Get ready for tooth-brushing

  • Tooth-brushing does not have to happen in the bathroom. Set up where the person will be most comfortable and relaxed.
  • Gather all the supplies you will need.
  • Have the person sit up. Put a towel over their chest.
  • Wash your hands or put on disposable gloves before you start.

Pick the right toothbrush

  • Try a children's toothbrush with soft bristles. It might work better or feel better than an adult's toothbrush with hard bristles.
  • Look for toothbrushes that have long handles or an angled head. They might be easier to use than regular toothbrushes.
  • Try gum and teeth wipe tissues if brushing is difficult.
  • Try different kinds of toothbrushes to see what the person likes best. Electric toothbrushes may confuse or upset the person, but some people may find them easier to hold.

Make sure to clean between the teeth

  • Floss every day to help prevent cavities, tooth decay and infections.
  • Some people living with dementia do not like to floss. Try an interdental cleaner, a tiny brush that helps clean between the teeth. Water flossers can also be helpful for some people.

Take care of dentures

  • Rinse them with plain water after meals.
  • Brush them daily. This will remove stuck-on food.
  • Remove them at night. Soak in a cleanser or mouthwash.
  • Use a soft toothbrush or moistened gauze pad to clean the person’s gums, tongue and other soft mouth tissues.

Talk with the person's dentist

  • Tell the person's dentist that they have dementia. Help the dentist learn more about dementia.
  • Share tips that have helped the person living with dementia with their dental care.
  • Bring a list of the person's doctors and medications.
  • Keep up with regular dental visits for as long as possible. This will help prevent tooth decay, gum problems, pain and infection.
  • As dementia gets worse, the person may not be able to go to the dentist. Do your best to support dental care from home.

Watch out for mouth pain

  • Look for signs of tooth or mouth pain during mealtime.
  • The person might refuse to eat, or they might frown, wince or look uncomfortable.
  • This could mean they have mouth pain or dentures that do not properly fit.
  • If you notice this, talk to the person's dentist. They can see if something is causing the person pain. 

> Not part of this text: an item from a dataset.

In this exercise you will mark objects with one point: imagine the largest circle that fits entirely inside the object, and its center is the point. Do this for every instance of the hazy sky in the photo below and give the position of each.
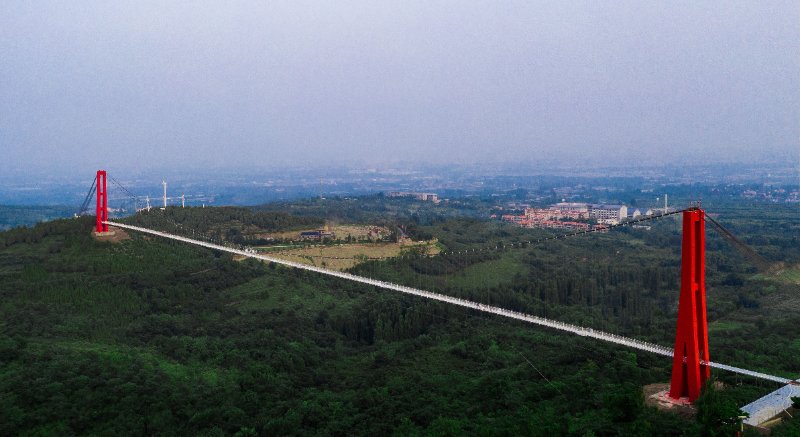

Be flexible, patient and understanding

  • Help the person living with dementia to be independent for as long as possible.
  • Brush the way the person likes. Do they like to wet the toothbrush before they put on toothpaste? Do they like to spit as they go?
  • Take your time. Don’t rush the person through a task.
  • Put yourself in their shoes. The person might struggle or seem unsure. Let them know that they are safe, they are doing a good job, and you are there to help them.
  • Give praise when they do something well.